What does it mean to work at the boundary between strategy and creativity? Here Tom Moloney and Dan Radley from London-based branding and communication studio NB discuss becoming the consumer, how they tackle their biggest challenges and finding the 'holy grail' of the brief.
Read their seven top tips below, and head here to see the entire set of videos in which the NB team reveal how to leave your comfort zone, create outstanding branding, how to network and much more.
01. Listen to the client
"The first stage of the process is about listening. It's a chance to use your empathy," begins Tom Moloney. "Hear everything, understand the client's ambitions and aims, and leave room for a bit of: ‘Forget everything you've told me.
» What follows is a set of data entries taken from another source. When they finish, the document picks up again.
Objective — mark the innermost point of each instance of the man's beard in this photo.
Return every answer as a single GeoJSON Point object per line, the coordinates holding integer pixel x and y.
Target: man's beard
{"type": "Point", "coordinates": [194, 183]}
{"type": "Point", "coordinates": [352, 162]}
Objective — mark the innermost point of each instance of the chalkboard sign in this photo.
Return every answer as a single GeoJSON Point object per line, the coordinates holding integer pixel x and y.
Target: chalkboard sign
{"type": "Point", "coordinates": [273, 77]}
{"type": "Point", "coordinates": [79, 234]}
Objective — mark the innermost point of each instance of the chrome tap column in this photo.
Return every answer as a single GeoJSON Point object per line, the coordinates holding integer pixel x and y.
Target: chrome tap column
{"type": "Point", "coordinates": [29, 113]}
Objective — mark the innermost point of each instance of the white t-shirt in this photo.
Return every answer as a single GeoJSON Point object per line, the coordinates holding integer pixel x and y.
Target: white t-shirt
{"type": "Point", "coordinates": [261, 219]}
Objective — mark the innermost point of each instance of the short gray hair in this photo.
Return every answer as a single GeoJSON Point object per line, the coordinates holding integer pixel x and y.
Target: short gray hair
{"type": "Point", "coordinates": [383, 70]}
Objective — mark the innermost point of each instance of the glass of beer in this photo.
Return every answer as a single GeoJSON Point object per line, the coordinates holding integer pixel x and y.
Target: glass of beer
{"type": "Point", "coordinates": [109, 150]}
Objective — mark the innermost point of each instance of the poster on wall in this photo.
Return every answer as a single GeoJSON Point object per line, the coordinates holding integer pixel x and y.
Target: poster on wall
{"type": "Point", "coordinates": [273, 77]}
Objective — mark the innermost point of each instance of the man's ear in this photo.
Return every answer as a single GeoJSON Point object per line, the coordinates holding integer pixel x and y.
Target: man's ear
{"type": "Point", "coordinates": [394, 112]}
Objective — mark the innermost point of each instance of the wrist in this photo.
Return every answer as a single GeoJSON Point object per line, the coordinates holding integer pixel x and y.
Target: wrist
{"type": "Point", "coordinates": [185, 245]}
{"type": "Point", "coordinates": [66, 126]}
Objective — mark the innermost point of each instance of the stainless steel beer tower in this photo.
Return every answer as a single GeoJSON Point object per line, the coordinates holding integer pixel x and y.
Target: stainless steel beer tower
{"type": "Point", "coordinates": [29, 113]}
What does it make me feel?'"
02. Articulate your aims
Once the client has explained its goals, come up with a logical series of steps leading to the achievement of those goals. "Try to match what they tell you they want – what they're saying they're trying to do – and articulate it into a programme of work," says Moloney.
03. Roll in a hand grenade
"We try and get creative work started soon, and roll hand grenades into the room," says Dan Radley. "‘You're a red brand: what if you become a blue brand?' We throw everything up in the air early."
04. Find the balance
"We balance a systematic and logical [process] with some craziness," says Moloney. "The net result is people know we've really listened and understood [their brand]. They know we're passionate about it."
05. Be authentic
"The rigorous side of what we're doing as strategists is: 'Okay, what are the truths about this brand, this product and this company?'" says Radley. It's about being realistic about the market, the trends and the competition."
06. Cook on different hobs
"Do as much different work as you possibly can," adds Radley. "The more perspectives you've got, the more your brain starts to solve problems in your peripheral vision. If you're cooking on a number of hobs, you start to solve problems in more interesting ways."
07. Take risks
"There's a bit of risk-taking involved [in branding]," says Radley. "That's the job we're doing, so we've got to be brave. We've got to stick our necks out sometimes."